Commercial aerospace suppliers have been hard hit by the COVID-19 pandemic, with airlines grounding planes in response to travel declines, and lower demand for spare parts and new planes from Boeing and Airbus.
But the shares have gotten a lift in recent days, as investor optimism grows that the pandemic's impact on the economy will be short-lived and airlines will be able to survive the shutdown. Shares of Spirit AeroSystems (NYSE:SPR) were up 11.5% as of 1:30 Thursday, with shares of TransDigm Group (NYSE:TDG) up 10.9%, and the stock of Triumph Group (NYSE:TGI) up 8.6%. Earlier today, all three companies were up between 13% and 19%.
Aerospace suppliers have had a strong decadelong run, with airlines expanding their schedules and buying new, more fuel-efficient jets in response to growing global travel demand. But the good times came screeching to a halt as the pandemic hit and travel demand plunged.
Boeing recorded more cancellations than new orders in February, and earlier this month one of its largest customers canceled orders for 75 of its 737 MAX jets. Airbus said it was cutting new-plane production rates by one-third or more.
That's trickling down to the supply chain.
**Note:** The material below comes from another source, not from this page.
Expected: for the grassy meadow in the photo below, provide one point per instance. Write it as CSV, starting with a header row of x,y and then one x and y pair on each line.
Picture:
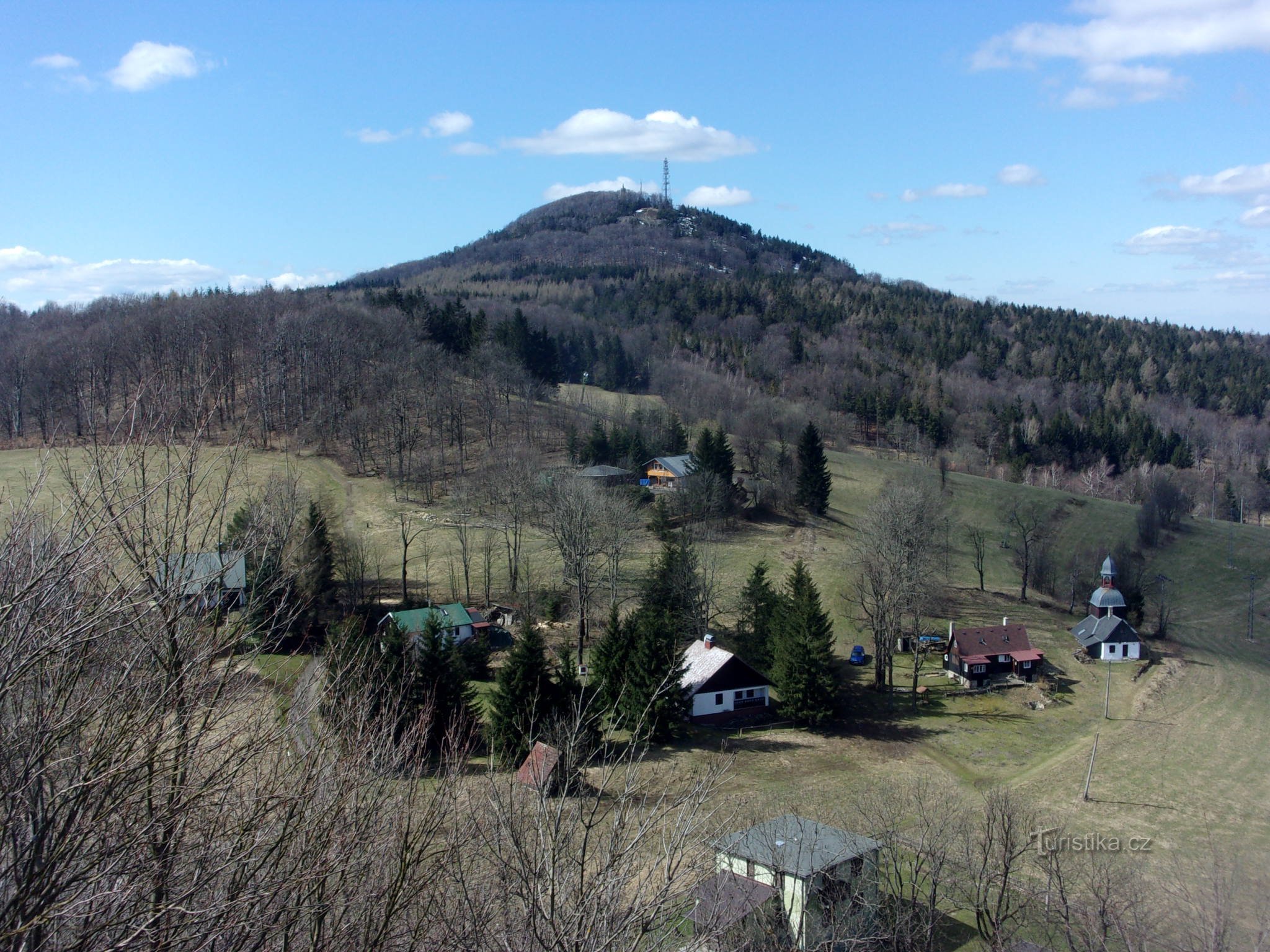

TransDigm last week said it was cutting its workforce by about 15% due to an expected slowing of sales, while Triumph announced it was eliminating 250 positions. On Wednesday, Spirit Aero announced a series of cuts to match a production slowdown instituted by Boeing.
But the stocks have gained altitude this week along with the broader markets, fueled by hope that the worst of the pandemic will soon be behind us. The shares were also likely boosted on Thursday after Treasury Secretary Steven Mnuchin, during an interview on CNBC, said the airlines were a top priority for assistance and that Boeing and its supply chain were also being watched closely.
Mnuchin also said that if conditions continue to improve, the White House could look to restart the economy as soon as May. That would provide a much-needed lift to the airlines, and with it, assistance to the companies that support the carriers.
It's important to note that the positive momentum this week has been powered by hope, and not data. The pandemic remains a serious issue that is not yet contained, and a negative headline or two in the days to come could easily send stocks plunging.
But it does appear the mood on Wall Street is shifting from fear toward optimism that we will eventually get through this with the economy intact.
Of these three companies, I prefer TransDigm, due to the diversity of its business and proven ability to generate software-like margins. Spirit Aero and Triumph both have small defense businesses but will need commercial aerospace to pull its weight before they can really recover. Triumph in particular was in the early stages of a transformation, and its balance sheet could come under pressure in the second half of 2020 if these rosy projections about how quickly the shutdown will last do not come to fruition.
This could be a fantastic opportunity to buy commercial aerospace shares. But investors should remain cautious about how quickly a recovery will materialize, and stick with the top operators for now.